Will give it a shot bud. Thanks 

Sent from my LYA-L09 using Tapatalk

Reactions: Like 1


----------



## Grand Guru (7/10/19)

Like @OnePowerfulCorsa said and here is a simple tool to assist you

Reactions: Like 1 | Funny 12


----------



## clydern (7/10/19)

Grand Guru said:


> Like @OnePowerfulCorsa said and here is a simple tool to assist you
> 
> View attachment 179748




Sent from my LYA-L09 using Tapatalk


----------



## MRHarris1 (7/10/19)

How I've been wicking all 3 of my intake's.
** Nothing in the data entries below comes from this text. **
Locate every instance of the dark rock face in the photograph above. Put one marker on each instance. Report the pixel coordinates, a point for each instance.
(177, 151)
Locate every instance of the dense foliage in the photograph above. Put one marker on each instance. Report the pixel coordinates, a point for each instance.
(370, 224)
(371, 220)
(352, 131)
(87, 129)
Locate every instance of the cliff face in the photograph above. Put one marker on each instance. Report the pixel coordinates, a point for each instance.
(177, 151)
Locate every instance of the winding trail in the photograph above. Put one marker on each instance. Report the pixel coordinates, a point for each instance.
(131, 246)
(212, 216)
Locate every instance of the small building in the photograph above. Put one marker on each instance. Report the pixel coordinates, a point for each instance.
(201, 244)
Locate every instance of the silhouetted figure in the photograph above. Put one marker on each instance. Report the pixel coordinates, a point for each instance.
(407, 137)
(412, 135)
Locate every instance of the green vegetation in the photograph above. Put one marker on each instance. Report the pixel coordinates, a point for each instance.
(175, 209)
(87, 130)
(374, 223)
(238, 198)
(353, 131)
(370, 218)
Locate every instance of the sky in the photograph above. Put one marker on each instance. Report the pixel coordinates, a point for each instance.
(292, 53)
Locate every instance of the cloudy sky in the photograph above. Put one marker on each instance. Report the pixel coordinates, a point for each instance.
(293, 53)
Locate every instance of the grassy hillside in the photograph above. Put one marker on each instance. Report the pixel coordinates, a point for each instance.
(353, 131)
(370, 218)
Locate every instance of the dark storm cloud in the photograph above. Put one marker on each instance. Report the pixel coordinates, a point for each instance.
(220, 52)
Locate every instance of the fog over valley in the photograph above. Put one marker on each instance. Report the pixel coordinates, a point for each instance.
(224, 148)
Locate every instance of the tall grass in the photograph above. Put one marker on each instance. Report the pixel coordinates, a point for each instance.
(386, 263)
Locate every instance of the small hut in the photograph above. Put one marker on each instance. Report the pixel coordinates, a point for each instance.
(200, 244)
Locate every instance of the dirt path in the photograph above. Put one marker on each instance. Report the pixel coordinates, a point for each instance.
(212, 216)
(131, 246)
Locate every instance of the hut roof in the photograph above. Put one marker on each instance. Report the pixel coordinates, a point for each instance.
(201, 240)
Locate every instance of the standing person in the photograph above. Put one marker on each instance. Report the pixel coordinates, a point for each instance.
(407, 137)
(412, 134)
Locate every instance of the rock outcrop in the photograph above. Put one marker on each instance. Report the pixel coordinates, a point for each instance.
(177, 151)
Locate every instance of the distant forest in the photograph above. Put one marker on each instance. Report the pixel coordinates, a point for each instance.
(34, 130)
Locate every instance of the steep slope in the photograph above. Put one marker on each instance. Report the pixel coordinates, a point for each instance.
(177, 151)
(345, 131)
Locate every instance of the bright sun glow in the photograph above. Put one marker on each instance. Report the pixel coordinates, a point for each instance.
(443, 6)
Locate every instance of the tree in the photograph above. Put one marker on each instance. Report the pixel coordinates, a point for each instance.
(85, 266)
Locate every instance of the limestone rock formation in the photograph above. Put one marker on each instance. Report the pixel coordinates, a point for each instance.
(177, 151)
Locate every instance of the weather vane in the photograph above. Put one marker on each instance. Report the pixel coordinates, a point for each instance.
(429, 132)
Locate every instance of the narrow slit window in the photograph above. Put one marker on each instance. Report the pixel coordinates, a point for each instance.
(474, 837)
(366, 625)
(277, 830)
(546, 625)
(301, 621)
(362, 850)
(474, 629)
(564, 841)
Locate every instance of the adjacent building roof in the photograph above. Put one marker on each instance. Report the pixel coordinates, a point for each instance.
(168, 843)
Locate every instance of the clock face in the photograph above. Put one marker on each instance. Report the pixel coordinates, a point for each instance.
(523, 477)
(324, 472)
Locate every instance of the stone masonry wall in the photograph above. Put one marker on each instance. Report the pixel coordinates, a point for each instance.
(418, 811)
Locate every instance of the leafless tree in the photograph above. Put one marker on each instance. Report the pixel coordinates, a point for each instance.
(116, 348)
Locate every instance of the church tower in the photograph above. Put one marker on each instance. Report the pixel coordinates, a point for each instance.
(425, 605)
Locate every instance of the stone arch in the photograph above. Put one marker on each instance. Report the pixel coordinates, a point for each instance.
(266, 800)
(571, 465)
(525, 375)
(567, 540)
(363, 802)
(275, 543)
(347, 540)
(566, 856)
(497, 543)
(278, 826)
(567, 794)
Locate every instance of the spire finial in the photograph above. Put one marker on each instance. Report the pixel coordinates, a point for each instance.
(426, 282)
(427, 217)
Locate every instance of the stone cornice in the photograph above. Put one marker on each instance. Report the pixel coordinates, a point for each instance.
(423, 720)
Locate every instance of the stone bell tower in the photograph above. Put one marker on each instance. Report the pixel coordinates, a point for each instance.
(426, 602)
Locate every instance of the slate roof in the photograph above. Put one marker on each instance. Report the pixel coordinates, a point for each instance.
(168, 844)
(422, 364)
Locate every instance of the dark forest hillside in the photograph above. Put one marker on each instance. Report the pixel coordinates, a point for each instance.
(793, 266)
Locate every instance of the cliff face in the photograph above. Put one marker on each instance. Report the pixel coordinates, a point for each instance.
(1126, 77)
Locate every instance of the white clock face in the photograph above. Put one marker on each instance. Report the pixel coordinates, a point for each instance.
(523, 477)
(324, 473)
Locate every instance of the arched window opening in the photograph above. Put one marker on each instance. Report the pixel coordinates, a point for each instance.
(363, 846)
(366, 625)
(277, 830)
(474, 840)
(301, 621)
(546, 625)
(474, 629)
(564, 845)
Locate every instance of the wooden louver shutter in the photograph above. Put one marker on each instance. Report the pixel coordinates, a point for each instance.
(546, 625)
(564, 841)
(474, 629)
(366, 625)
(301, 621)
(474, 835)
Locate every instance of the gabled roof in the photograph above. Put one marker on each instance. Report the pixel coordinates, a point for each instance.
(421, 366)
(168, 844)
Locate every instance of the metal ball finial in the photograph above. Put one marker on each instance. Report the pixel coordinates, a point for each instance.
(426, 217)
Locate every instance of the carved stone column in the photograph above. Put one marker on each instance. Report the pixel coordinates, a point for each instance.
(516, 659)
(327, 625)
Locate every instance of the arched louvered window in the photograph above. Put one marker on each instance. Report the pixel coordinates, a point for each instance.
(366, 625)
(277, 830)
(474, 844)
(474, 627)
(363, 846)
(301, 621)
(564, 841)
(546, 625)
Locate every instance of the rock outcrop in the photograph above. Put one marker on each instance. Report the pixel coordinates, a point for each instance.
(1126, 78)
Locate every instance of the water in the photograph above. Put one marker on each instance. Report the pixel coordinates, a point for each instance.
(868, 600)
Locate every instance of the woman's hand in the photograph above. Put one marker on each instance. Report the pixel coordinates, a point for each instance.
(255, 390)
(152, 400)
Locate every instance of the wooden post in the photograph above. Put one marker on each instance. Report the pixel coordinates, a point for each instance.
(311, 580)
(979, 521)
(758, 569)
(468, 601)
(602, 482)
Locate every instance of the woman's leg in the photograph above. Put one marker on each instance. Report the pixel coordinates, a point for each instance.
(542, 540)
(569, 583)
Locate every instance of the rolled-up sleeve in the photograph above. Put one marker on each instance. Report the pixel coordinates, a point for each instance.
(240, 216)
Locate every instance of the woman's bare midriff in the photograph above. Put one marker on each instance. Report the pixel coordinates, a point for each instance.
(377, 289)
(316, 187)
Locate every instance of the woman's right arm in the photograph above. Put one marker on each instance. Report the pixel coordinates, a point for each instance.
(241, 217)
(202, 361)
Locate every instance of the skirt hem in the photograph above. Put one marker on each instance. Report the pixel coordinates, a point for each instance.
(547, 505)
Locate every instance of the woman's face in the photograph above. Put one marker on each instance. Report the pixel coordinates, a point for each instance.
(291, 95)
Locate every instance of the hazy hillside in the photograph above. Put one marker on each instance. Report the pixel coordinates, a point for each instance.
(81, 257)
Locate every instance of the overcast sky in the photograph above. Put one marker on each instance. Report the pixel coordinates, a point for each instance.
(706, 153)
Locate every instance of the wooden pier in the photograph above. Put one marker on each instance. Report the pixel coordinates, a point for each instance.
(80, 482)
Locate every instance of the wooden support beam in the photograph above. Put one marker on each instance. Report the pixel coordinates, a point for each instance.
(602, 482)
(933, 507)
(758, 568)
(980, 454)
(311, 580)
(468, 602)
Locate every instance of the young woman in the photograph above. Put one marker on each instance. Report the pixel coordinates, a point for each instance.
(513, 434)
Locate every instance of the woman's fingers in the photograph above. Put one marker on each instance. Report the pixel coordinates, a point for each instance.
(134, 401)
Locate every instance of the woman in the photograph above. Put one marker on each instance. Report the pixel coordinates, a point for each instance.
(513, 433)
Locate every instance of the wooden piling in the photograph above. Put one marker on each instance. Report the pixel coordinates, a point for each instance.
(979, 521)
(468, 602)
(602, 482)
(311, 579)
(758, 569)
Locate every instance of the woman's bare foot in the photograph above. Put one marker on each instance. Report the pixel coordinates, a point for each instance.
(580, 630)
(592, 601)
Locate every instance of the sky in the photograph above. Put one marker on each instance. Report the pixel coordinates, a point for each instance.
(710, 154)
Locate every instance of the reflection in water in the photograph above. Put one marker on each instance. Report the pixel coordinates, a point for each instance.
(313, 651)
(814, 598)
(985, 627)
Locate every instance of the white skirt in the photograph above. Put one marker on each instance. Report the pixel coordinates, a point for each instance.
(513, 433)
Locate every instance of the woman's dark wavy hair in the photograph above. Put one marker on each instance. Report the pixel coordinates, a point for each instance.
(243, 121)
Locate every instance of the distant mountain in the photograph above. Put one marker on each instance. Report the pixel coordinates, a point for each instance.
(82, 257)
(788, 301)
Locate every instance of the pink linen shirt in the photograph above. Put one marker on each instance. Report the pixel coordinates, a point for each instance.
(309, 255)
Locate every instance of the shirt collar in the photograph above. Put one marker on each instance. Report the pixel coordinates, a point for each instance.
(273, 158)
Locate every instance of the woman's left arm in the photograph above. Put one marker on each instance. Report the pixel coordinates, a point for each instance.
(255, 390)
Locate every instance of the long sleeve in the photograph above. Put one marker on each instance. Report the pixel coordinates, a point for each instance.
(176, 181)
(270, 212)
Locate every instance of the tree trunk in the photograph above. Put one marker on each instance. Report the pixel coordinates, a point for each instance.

Sent from my SM-G973F using Tapatalk

Reactions: Like 1


----------



## clydern (7/10/19)

MRHarris1 said:


> How I've been wicking all 3 of my intake's.
> 
> 
> 
> Sent from my SM-G973F using Tapatalk


I will give this a shot also 

Sent from my LYA-L09 using Tapatalk


----------



## MRHarris1 (7/10/19)

I have 1 of my Intake's which is due for a pitstop. I'll post pictures later tonight.


Sent from my SM-G973F using Tapatalk

Reactions: Like 2


----------



## Yuvir Punwasi (7/10/19)

@OnePowerfulCorsa i totally agree it’s really an awesome rta I didn’t believe it at 1st loved it so much I found 1 on special had to get another however the 1st intake I had bought had a manufacturing flaw it cracked on the chimney n started rusting but gotta be 1 of the best single coil rtas out there

Reactions: Like 1


----------



## veecee (7/10/19)

I also use the dam method for wicking the intake rta, and it works wonders. have you tried thinning the wicks a bit?


----------



## clydern (7/10/19)

veecee said:


> I also use the dam method for wicking the intake rta, and it works wonders. have you tried thinning the wicks a bit?


I tried thinning it out. But then it leads to flooding when refilling. 

Sent from my LYA-L09 using Tapatalk


----------



## MRHarris1 (7/10/19)

As promised @clydern 

Coil I'd 3mm @0.5ohm
Cotton used: Vapefly Firebolt cotton for 3mm id



























Sent from my SM-G973F using Tapatalk

Reactions: Winner 1


----------



## clydern (7/10/19)

MRHarris1 said:


> As promised @clydern
> 
> Coil I'd 3mm @0.5ohm
> Cotton used: Vapefly Firebolt cotton for 3mm id
> ...


Thanks bud..that's the exact same method shown in the YouTube video..I just did it now..didn't get to vape it yet. Will do now..it's weird we using the exact same setup and exact same cotton..what wattage are you using ?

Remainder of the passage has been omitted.